Surprising Support For Online Gambling
Published: Monday, March 03, 2008 Online-Casinos.com
SURPRISING SUPPORT FOR ONLINE GAMBLING
Lobbying expenditure shows some interesting trends
According to a report from the Cape Cod Media group, at least twenty organisations have spent substantially in order to lobby in support of US online gambling issues, and the list has some surprising names on it. Lobby firms in the US are mandated to disclose the amounts and causes for which they are lobbying.
The report says that some of the companies had already spent $2.65 million on Internet gambling during the first six months of 2007. Added to amounts declared by other organisations since then (see previous Online-Casinos.com/InfoPowa reports) it makes for impressive sums of money.

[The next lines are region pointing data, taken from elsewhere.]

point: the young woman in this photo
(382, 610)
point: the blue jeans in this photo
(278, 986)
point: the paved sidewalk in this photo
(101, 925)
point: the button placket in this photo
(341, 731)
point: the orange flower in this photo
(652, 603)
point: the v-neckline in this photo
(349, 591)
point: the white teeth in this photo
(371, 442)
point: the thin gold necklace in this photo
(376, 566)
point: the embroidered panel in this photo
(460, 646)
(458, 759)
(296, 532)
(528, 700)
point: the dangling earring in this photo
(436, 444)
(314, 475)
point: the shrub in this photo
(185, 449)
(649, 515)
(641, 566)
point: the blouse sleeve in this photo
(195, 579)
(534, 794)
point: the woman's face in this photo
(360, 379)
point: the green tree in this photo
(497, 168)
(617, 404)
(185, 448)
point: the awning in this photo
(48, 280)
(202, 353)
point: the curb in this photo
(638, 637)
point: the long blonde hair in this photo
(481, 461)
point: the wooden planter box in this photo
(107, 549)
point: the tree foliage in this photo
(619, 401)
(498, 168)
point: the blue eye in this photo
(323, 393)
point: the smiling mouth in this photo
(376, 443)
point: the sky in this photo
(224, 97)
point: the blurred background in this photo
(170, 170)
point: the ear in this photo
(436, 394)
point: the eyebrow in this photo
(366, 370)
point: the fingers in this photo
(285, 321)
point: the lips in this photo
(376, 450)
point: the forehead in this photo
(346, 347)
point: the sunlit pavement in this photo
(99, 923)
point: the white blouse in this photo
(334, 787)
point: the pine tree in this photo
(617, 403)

After discussing Barney Frank's Internet Gambling Regulation and Enforcement Bill and other supportive legislative proposals in the United States, the article goes on to provide a list of some of the companies greasing the political wheels on Capitol Hill.
As previously reported, the American Gaming Association, a trade body for US land casino companies, spent $1.7 million in 2007 lobbying for a study of online gambling and the implications for its regulation and taxing in the United States, and the Washington-based pressure group Poker Players' Alliance spent $900 000 on lobbying for the legalisation of online poker through last year.

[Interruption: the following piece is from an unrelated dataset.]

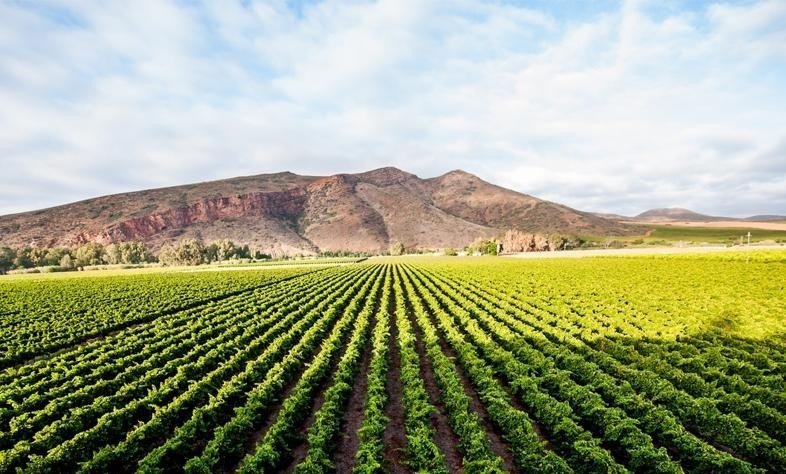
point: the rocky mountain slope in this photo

One interesting entry on the list will surprise many readers, given its hostile attitude toward the use of credit cards in online gambling transactions in the past. Visa USA was among the processing companies that had declared $480 000 in lobbying budgets in support of the Frank Bill in the first half of 2007.
Not so surprising is the inclusion of online gambling group Party Gaming which at the half year 2007 mark had spent $440 000, along with the Interactive Gaming Council (a trade association for online gambling companies) at $320 000. GTech Corp. (a gaming technology company based in Providence, R.I.) had spent $120 000 up to mid-year 2007 along with a US race courses owner Magna Entertainment ($60 000) and the giant land casino group Harrah's ($100 000)

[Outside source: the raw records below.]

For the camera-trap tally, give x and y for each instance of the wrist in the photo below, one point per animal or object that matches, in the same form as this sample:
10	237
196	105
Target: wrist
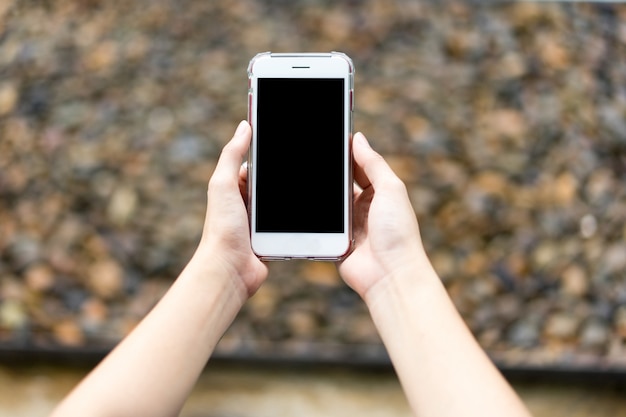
405	287
212	274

Updating the numbers to embrace the whole of year 2007 has been carried out courtesy of the Centre for Responsive Politics at
http://www.opensecrets.org/lobbyists/indusclient.asp?code=N07&year=2007.
The casinos and gambling industry is recorded as having spent a total (mostly from tribal gambling enterprises) of $22 211 500 - a mere drop in the ocean compared to the $357 384 680 contributed to US politics by the big spending US Chamber of Commerce.
Familiar names on the list include:
Antigua Gaming Association: $320 000
GTech: $220 000
Harrah's: $280 000
Interactive Gaming Council: $980 000
IGT: $280 000
Magna: $120 000
Party Gaming: $660 000
Sportingbet: $140 000
WPT: $20 000
At a total of $2.06 billion for 2007, the casino and gambling lobbying sector lagged behind previous years, where in 2005 expenditure of this nature was $2.45 billion and in 2006, when it reached $2.66 billion.